Kinecting up the Past: 2013

Wednesday 21 August 2013

Data Accuracy

Between the default and near modes, Microsoft advertises a usable depth range of between 40cm and 4 metres with millimetre granularity along the depth axis. The process of “undoing” the perspective view of the camera essentially stretches the orthogonal plane with respect to depth – see previous post on Mapping Depth Data into Virtual Space.

Using the empirically derived constants, a theoretical resolution of the sensor can be determined: at the closest point (40cm), the x/y-plane resolution is 0.712mm whereas at 4 metres from the sensor, this drops to 7.12mm. The effective resolution follows a linear correlation and is based on the higher capture resolution of 640x480.

The closer distance resolution compares very favourably with that which would typically be used in the field by archaeologists; between the project partners, we were looking at using 1mm accuracy laser scanning equipment as the standard to compare against. Anything measured up to 56.2cm from the Kinect sensor would therefore be better or equal to this standard (in theory).

The linear nature of increasing resolution as objects are further away from the camera is something that should also be taken into account when performing the Iterative Closest Point algorithm, perhaps favouring pairings closer to the camera. While this has not been factored into our current process, it is certainly something worth investigating to aid tracking accuracy. It also highlights the need for objects close to the camera to be visible while tracking and stitching for optimal results; these could be later removed from the final models.

The camera plane resolution is only one part of the overall data accuracy question; the next is how reliable is the depth data returned from the camera. To give an indication of this, the camera was pointed towards a static scene and the depth measurements recorded and compared over time. Lighting is constant and nothing visible enters or exits the scene. The scene is illustrated below and contains visible points that span from being too close to the camera, into its normal range and beyond:

It should be noted at this stage that what follows are observations based on rudimentary experiments and are by no means rigorously tested under strict scientific conditions. That said, conditions have been maintained enough to provide some indicative results that have some meaning.

The first thing we looked at was the variation of depth for a given pixel in the depth map.

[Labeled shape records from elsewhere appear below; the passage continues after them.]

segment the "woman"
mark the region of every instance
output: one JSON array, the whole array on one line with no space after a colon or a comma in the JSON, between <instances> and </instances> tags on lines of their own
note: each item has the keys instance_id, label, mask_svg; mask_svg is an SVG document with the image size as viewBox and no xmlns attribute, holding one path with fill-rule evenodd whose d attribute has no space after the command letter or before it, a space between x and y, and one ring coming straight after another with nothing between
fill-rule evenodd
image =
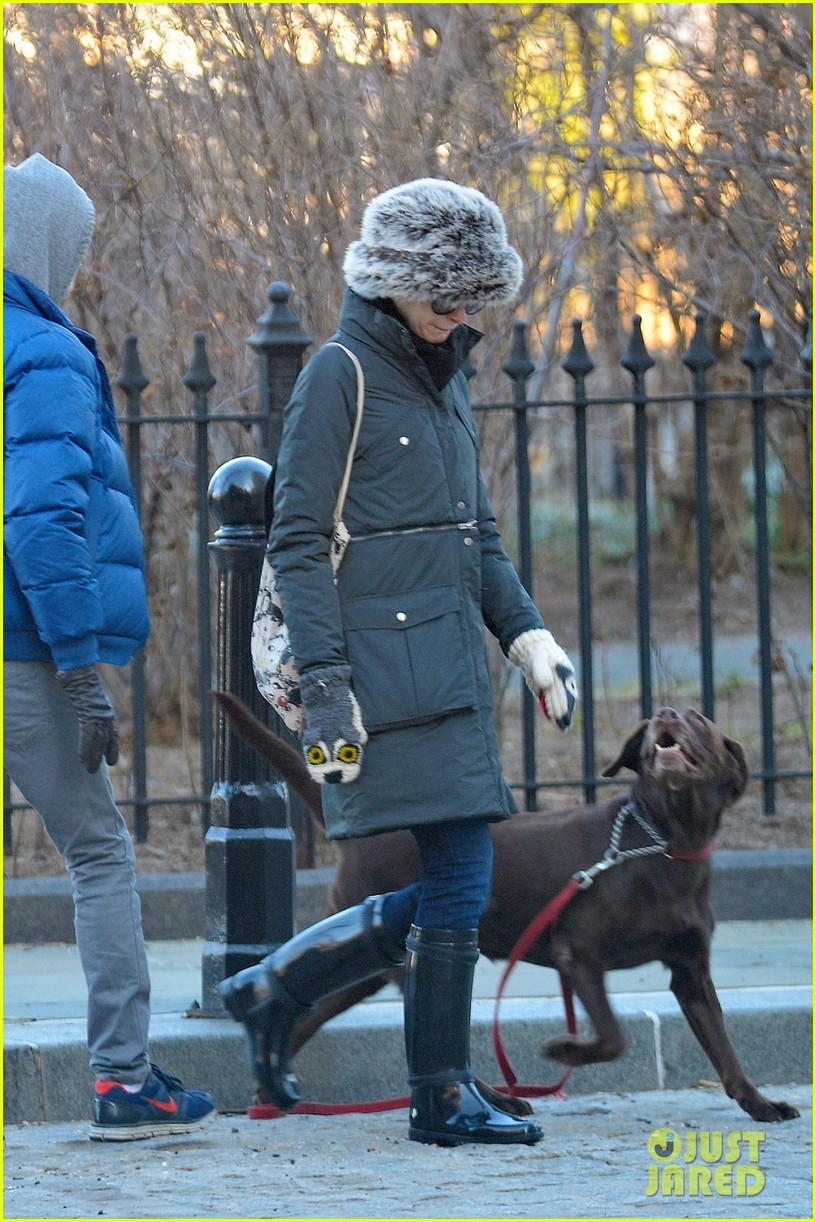
<instances>
[{"instance_id":1,"label":"woman","mask_svg":"<svg viewBox=\"0 0 816 1222\"><path fill-rule=\"evenodd\" d=\"M298 1099L290 1047L320 997L406 960L409 1138L533 1143L541 1129L487 1101L469 1066L478 924L491 821L517 809L501 776L484 627L566 730L569 659L506 555L479 473L462 365L465 316L512 299L518 254L480 192L420 178L368 205L344 258L333 337L365 374L332 580L332 511L355 414L348 354L324 347L287 406L269 536L330 837L408 827L421 880L304 930L221 985L253 1070L281 1107Z\"/></svg>"}]
</instances>

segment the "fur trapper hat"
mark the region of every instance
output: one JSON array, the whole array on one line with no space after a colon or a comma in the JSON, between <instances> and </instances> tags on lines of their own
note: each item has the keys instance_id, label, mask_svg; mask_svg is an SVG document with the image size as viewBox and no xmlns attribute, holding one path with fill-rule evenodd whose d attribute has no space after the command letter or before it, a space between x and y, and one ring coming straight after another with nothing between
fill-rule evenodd
<instances>
[{"instance_id":1,"label":"fur trapper hat","mask_svg":"<svg viewBox=\"0 0 816 1222\"><path fill-rule=\"evenodd\" d=\"M515 297L522 260L502 214L480 191L417 178L369 203L343 275L360 297L481 307Z\"/></svg>"}]
</instances>

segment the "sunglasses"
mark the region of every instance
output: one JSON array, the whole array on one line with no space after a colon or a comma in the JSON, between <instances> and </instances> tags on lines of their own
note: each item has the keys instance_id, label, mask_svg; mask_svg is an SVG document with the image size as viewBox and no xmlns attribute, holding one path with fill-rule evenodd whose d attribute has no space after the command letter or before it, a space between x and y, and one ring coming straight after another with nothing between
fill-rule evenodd
<instances>
[{"instance_id":1,"label":"sunglasses","mask_svg":"<svg viewBox=\"0 0 816 1222\"><path fill-rule=\"evenodd\" d=\"M435 297L431 302L435 314L452 314L461 306L464 306L465 314L478 314L481 309L481 302L463 302L461 297Z\"/></svg>"}]
</instances>

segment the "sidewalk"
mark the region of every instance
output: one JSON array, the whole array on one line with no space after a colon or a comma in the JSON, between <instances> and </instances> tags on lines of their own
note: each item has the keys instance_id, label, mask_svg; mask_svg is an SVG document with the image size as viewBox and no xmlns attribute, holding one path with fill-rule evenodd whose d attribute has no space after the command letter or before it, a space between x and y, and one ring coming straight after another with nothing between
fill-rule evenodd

Over 300 frames of the static scene (10 seconds), the minimum and maximum depths reported per pixel are extracted along with an average pixel depth. The average pixel depth is plotted against the average variation, removing the outliers. This gives the plot below – note the default Kinect range is used given an effective sensor range of 0.8m and 4m.

This plot demonstrates that there is noise at all depths from the camera sensor, although perhaps measurements less than 1.7m suffer less as the base-line tends to be lower. This adds further support for this technology when scanning objects closer to the camera than further away. Many of the high peaks can probably be attributed to the edges of objects as our scene has little in the way of smooth gradient changes. The depth error therefore seems to be within a few millimetres at nearer distances.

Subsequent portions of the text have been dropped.